In the End, It Is All About Happiness

Although we sometimes tend to deny it or to forget about it, all our actions are about happiness.

At work, people want to have a rewarding job. They want to feel appreciated and make the money they think they deserve. The boss wants to see good results. The customer wants to get the proper quality. In our personal lives, we look for the right relationships, we have hobbies, and we like spending time with our friends and loved ones.

Why do we wish for all of the above and for more? The answer is simple. When things go our way, it makes us feel good; it makes us feel happy!

Why do people change jobs? Why do people divorce? For these questions, too, the answer is simple. We change our life when we are not happy about it. Yet, not everyone makes such changes. Some settle with an unsatisfying situation. Does this make sense to anyone?

According to the theory of Henri Laborit, it does. He was a French neurobiologist and writer who studied the behavior of people when they face adverse situations. According to him, people have three ways to deal with unpleasant situations such as conflicts:

  • Running away
  • Fighting back
  • Inhibition

The French movie, Mon Oncle d’Amérique, illustrates his works by means of a comparison with lab experiments. The research background presented in the movie is a set of experiments with lab rats that Laborit carried out.

In the first experiment, the rat is in a cage with two compartments separated with a wall that has an opening allowing the rat to change compartments. Only one compartment has a floor that can be electrified.
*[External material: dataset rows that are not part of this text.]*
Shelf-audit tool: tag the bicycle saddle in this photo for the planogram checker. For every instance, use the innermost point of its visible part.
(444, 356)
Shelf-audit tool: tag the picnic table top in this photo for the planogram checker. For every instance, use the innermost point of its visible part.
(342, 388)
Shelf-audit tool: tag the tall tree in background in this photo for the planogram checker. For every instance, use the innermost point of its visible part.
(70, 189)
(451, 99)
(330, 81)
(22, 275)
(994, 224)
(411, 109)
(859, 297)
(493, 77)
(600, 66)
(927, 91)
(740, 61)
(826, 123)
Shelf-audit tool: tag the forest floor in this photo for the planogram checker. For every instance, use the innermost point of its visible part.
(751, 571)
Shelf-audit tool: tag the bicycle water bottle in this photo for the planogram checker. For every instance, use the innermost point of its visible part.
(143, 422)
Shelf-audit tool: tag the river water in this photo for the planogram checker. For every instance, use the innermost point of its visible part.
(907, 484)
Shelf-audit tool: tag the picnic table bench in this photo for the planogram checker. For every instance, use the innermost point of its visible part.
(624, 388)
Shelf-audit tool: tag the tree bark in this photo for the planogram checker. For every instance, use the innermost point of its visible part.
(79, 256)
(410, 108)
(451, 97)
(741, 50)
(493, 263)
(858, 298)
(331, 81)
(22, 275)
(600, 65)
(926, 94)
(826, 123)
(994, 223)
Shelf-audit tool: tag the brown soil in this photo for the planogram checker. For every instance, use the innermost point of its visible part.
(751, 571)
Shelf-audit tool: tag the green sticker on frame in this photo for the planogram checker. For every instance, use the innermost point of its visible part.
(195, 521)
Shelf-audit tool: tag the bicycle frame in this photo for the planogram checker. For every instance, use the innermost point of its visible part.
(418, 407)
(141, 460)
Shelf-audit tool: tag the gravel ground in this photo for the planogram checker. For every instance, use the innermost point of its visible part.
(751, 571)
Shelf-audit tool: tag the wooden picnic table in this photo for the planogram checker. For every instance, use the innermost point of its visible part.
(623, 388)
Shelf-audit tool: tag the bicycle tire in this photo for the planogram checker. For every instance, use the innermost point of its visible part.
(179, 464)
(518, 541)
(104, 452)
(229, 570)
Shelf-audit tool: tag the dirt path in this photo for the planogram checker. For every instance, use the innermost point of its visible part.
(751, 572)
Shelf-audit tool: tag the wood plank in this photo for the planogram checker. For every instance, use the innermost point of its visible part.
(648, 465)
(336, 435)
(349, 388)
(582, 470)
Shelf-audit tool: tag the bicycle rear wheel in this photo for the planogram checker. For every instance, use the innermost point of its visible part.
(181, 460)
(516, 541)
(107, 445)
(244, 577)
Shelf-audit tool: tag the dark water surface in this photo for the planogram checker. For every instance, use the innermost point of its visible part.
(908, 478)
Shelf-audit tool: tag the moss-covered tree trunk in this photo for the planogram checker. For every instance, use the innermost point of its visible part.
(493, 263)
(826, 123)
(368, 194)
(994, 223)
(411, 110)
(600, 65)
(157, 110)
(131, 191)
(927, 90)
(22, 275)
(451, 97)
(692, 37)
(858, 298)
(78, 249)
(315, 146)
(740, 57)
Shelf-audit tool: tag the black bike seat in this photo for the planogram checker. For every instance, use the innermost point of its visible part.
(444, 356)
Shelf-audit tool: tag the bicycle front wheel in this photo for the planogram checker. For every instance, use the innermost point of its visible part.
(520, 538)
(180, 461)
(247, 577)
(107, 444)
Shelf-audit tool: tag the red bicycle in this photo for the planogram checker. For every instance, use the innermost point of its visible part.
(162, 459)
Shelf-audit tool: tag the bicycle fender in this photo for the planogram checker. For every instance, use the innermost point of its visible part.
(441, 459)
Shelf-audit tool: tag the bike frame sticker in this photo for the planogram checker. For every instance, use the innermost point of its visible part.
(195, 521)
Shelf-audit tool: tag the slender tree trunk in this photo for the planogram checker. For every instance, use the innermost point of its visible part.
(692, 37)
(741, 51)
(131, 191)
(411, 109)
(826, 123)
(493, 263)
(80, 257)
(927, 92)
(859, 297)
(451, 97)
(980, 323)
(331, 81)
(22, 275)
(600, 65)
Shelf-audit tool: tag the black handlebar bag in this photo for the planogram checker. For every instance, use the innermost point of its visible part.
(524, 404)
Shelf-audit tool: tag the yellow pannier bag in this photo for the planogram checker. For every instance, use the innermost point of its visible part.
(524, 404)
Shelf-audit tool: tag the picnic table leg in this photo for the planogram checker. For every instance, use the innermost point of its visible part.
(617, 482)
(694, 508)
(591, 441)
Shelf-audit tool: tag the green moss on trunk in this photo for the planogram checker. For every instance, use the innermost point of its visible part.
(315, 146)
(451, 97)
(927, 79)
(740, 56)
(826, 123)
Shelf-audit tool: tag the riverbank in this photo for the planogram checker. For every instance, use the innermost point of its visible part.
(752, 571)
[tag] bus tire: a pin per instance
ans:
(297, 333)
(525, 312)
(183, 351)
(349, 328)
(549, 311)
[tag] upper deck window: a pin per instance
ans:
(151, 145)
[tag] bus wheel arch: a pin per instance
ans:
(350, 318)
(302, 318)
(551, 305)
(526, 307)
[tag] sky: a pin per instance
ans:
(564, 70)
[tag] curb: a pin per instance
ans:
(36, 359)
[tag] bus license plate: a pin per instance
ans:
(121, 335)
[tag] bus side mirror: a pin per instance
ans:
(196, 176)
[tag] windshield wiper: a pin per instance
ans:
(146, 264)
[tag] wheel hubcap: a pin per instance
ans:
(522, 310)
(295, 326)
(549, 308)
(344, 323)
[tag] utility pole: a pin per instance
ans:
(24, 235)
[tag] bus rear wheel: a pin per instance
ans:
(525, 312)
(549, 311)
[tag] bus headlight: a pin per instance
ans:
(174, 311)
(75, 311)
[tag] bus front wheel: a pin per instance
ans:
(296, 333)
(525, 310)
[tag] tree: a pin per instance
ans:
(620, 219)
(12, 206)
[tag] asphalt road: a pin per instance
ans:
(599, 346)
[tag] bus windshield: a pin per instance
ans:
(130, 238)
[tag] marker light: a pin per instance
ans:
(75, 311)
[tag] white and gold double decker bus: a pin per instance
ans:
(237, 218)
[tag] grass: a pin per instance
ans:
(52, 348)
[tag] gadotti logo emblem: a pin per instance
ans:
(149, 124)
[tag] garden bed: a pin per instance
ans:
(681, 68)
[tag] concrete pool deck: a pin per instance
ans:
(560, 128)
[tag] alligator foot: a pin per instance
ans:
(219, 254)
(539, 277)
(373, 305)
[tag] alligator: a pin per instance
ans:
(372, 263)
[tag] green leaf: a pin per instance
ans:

The rat gets a warning with a buzzer and four seconds later, the current flows in the floor. Very quickly, the rat realizes that when it goes into the other compartment, where the floor is insulated, it escapes the punishment. All the physical tests carried out show that the rat is in perfect health. The rat is fine.

Then, the operator shuts the opening between the two compartments. The rat cannot escape the punishment. Very quickly, we can see the rat being completely stressed, with its hair straight up and breathing quickly. The rat is not doing well at all.

Then, the operator adds a second rat in the cage. Both rats have no other choice than to take the electrical current. Instead of getting stressed and ill, the rats fight with each other, and it appears that this helps the dominant one to be perfectly healthy again.

The message of the movie is that people experience such situations everyday in our societies, and it affects them. Sometimes, they choose to run away from difficult situations to avoid the tension, such as quitting a job because of a bad boss, instead of enduring stress every day. Sometimes, they fight back, even fight literarily, although the laws do not accept violence as a way of resolving conflicts. When people have no possibility to run away or fight, Henri Laborit’s theory is that they choose inhibition and do nothing at all. They simply take the punishment. Some can compensate this by fighting with their spouses at home, but this usually does not bring much good, either. According to Laborit, inhibition is the stage of angst, and angst is the result of the inability to cope with a situation that seems to have no solution. This usually results in ailment and even diseases, be it physical like ulcers or even cancer, or be it psychological leading to neurosis or depression. Turning against the own body becomes the way of fighting back, and the ultimate act of violence that one can commit against oneself is suicide.

On the other hand, he also noticed that when the rat experiences something that brings satisfaction and pleasure, its natural impulse is to get more of it. If it feels good, then it must be good!

This illustrates nicely how important it is to try constantly to look for satisfaction in our lives, at work and at home.